Jennifer Smyth reveals why The Man from U.N.C.L.E. is a surprising gem of a summer blockbuster.
Guy Ritchie’s latest blockbuster re-boots the 1960s TV show The Man from U.N.C.L.E in the hope of appealing to a 21st century audience. Henry Cavill and Armie Hammer take on the roles of Napolean Solo, a CIA agent, and Illya Kuryakin, a KGB agent, forced to work together to prevent worldwide nuclear disaster. Having been less than impressed by both of Ritchie’s Sherlock Holmes films, I was not exactly sure how to feel about The Man from U.N.C.L.E. The trailer did not do much in the way of convincing me this would be worth the cost of a cinema ticket but at the end of the two hours I had been proven wrong.

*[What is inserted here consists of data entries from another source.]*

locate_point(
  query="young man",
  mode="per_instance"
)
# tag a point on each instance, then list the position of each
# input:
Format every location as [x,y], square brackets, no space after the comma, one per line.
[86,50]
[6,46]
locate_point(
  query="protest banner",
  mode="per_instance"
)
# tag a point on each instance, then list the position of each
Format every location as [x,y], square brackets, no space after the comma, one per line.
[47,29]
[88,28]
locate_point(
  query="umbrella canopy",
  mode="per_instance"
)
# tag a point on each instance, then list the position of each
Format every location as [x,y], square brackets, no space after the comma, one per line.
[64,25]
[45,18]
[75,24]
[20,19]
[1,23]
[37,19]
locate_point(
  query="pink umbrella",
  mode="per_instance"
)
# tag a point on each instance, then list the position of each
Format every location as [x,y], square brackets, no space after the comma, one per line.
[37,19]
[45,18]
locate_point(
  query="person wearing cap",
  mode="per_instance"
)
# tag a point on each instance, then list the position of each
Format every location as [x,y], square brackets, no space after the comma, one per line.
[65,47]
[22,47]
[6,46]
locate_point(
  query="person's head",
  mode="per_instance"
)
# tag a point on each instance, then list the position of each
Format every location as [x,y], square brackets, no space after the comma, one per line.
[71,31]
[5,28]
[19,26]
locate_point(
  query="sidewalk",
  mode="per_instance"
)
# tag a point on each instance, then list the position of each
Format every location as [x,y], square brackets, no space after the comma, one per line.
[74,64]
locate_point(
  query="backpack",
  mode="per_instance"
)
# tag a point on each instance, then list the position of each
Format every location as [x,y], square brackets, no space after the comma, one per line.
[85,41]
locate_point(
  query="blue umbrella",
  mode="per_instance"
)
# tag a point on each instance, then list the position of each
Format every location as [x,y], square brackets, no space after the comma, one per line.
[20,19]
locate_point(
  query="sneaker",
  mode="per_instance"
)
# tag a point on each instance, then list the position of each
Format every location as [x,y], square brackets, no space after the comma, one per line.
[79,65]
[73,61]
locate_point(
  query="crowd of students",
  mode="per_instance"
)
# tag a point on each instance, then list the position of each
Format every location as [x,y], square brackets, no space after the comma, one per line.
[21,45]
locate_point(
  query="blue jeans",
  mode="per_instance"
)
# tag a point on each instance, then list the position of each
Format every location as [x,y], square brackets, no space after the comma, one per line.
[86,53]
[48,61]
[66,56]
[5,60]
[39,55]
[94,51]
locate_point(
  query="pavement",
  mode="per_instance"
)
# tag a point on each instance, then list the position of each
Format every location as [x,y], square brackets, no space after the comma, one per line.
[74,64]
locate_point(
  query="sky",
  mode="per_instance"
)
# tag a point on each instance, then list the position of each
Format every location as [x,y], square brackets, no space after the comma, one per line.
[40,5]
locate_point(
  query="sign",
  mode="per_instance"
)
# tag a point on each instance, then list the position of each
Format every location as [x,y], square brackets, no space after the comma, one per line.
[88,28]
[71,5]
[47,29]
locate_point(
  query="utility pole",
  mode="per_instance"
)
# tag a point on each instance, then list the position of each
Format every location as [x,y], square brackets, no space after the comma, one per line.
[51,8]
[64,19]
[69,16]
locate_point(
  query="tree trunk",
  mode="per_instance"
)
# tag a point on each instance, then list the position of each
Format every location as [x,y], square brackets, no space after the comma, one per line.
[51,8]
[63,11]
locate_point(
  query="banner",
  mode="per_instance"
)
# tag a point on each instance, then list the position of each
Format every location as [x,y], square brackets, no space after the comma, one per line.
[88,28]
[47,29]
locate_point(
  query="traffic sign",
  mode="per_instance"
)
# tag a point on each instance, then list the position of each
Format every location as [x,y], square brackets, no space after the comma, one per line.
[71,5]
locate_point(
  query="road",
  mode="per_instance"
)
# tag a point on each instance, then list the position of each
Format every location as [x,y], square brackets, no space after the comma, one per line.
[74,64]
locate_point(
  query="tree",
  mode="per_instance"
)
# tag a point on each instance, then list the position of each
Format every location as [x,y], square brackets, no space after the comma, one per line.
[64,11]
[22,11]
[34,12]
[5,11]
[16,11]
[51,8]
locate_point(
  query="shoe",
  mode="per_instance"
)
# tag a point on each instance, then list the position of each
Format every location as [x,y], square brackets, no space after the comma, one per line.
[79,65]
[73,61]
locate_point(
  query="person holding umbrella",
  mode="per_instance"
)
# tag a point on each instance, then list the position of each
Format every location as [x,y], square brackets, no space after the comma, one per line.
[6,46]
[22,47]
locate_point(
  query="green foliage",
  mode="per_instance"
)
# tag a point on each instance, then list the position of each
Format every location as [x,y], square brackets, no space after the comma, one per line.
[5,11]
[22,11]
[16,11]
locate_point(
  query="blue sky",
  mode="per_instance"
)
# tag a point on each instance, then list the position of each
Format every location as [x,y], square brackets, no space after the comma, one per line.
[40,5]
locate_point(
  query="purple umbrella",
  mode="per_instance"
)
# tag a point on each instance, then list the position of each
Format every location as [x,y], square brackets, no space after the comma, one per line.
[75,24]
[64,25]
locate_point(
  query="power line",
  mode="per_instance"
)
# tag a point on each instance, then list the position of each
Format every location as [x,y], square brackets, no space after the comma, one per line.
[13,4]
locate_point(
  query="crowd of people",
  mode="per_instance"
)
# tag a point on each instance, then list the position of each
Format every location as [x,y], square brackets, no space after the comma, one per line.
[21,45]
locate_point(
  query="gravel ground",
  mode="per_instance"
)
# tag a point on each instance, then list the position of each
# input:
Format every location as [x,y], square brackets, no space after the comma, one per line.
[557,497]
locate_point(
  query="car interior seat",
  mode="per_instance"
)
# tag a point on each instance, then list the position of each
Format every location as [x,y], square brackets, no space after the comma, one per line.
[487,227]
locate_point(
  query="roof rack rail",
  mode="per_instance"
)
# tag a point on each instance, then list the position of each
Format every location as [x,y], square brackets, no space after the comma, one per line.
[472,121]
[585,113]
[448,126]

Ritchie manages to create a 60s aesthetic that doesn’t seem forced, or like he had just watched the early Bond movies again and really wanted to make his own Goldfinger. The overall style of the film, from the music to the costumes, was nostalgic but remained enjoyable due to the actors’ performances. Cavill and Hammer have true on-screen chemistry together and, although I have never seen the original, I could not imagine better casting. Both George Clooney and Tom Cruise had originally been cast in Cavill’s role but were both unable to commit. Without Cavill this film would not have worked. He brings originality that neither Clooney nor Cruise would be able to achieve and a humour that meshes well with Hammer’s character. The same can be said for Alicia Vikander who plays Gaby Teller, a mechanic who is extracted from Germany in order to lead Solo and Kuryakin to their target. Some of the best scenes in the film come from Teller and Kuryakin as they use a fake engagement as their cover for espionage. It’s the clichéd trope of two characters being forced into a fake relationship that turns into something more but because of the obvious nostalgic elements to the style of filmmaking it works without becoming yet another spy movie where the handsome male lead is followed around by his silent, sexy ‘girl’.
The Man from U.N.C.L.E is a well-executed film from its casting to its shooting. At times, the screenplay is slightly muddled but if you’re looking for something fun and easy to watch this is a clear choice. Without giving away any spoilers, the film’s finale sets it up nicely for a sequel. There’s room to make another story centred on these characters but it will take a lot to come up with a second script that does not fall back into most of the same tropes that can be found in this edition. The Man from U.N.C.L.E is easy summer viewing that does not come across as lazy filmmaking (I’m looking at you, Fantastic Four). If you’re searching for a stylish blockbuster that is not meant to be taken too seriously then this is it.